Don't cannibalize your own sales. Co-branding partners simply need to be complementary, not competitive.
Len Lewis, President, Lewis Communications, Inc.
Pick the right partner and co-branding is a great strategy. Pick the wrong one and it's a brand buster.
I have a slightly different view on co-branding. Whereas, in some cases it might provide some impact for one of the brands, I believe that in more cases than not, the brand equity of one or both brands is compromised.
David Biernbaum, Senior Marketing and Business Development Consultant, David Biernbaum Associates
Co-branding at the level of Lays/KC is a whole different animal from co-branding at the Ford/Harley-Davidson level. While it's true that the brands should be complementary, and equals in the eyes of consumers, in the case of something like Ford/Harley, it needs to be about more than brand: the two together should offer something more than what you get from either. It's not just about 1+1=3, it's about collaborating on the design and/or offering to make sure that the best of both brands are offered. That's a lot more involved than just slapping another logo next to yours.
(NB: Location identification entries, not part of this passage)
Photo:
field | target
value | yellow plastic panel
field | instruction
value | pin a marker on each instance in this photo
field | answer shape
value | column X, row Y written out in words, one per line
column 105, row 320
Costco was a retail pioneer here, and has done a great job with this.
Warren Thayer, Editor & Managing Partner, Frozen & Dairy Buyer
The perils of co-branding have already been mentioned in the article. One brand's mistake can hurt the other co-brand's brand, so like a good marriage, both parties have to always be cognizant of the other partner's feelings, and make certain that the lines of communication remain open.
While it is difficult for me to pinpoint my favorite co-brands, 7-Eleven does a great job with its co-branded Slurpees. It allows them to charge a premium for sugary flavored ice.
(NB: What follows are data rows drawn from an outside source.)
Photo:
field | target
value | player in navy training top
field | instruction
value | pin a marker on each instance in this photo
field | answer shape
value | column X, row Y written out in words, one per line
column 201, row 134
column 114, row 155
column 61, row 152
I think there can be a lot of value in co-branding, especially when it's a retailer and a national brand teaming up. The brand benefits by gaining a more solid foothold in the outlet, while the retailer can offer an exclusive. Weight Watchers meals at Applebee's, Kroger Brand ice cream with Oreos, these a few examples where both brands win...and so do consumers.
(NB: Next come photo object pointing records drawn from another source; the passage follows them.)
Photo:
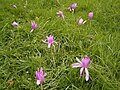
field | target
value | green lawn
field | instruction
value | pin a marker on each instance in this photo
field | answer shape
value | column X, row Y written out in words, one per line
column 22, row 52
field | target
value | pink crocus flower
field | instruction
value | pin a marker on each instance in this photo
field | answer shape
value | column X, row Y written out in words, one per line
column 90, row 15
column 60, row 13
column 72, row 7
column 34, row 26
column 14, row 6
column 81, row 22
column 50, row 41
column 15, row 24
column 84, row 65
column 40, row 76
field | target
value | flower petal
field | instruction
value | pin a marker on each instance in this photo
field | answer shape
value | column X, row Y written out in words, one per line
column 75, row 65
column 87, row 74
column 78, row 60
column 81, row 70
column 41, row 70
column 84, row 21
column 45, row 74
column 49, row 45
column 38, row 82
Another type of co-branding that is mutually beneficial but often overlooked, happens in-store when manufacturers co-brand with retailers. Retailers who have a strongly positioned brand in the minds of their shoppers (e.g. Publix or Aldi) lend that goodwill to manufacturers through providing media space, signage and graphic presentations.
With the right product, right partner, and right idea, co-branding is a great idea. If everything doesn't match, all the partners are losers.
Camille P. Schuster, Ph.D., President, Global Collaborations, Inc.
Co-branding makes a lot of sense under the right circumstances, and can drive brand synergy as well as incremental sales. But the most important point is to ensure that the two brands in question are co-equals: They need to have parallel status in the eyes of the consumer or one of them will dilute the value of the other. At the same time, there should be a clear relationship between the two brands in question. Are they both food categories, or luxury travel brands, or home cleaning products? If so, co-branding makes a lot of sense...if not, the consumer just isn't going to see the relationship.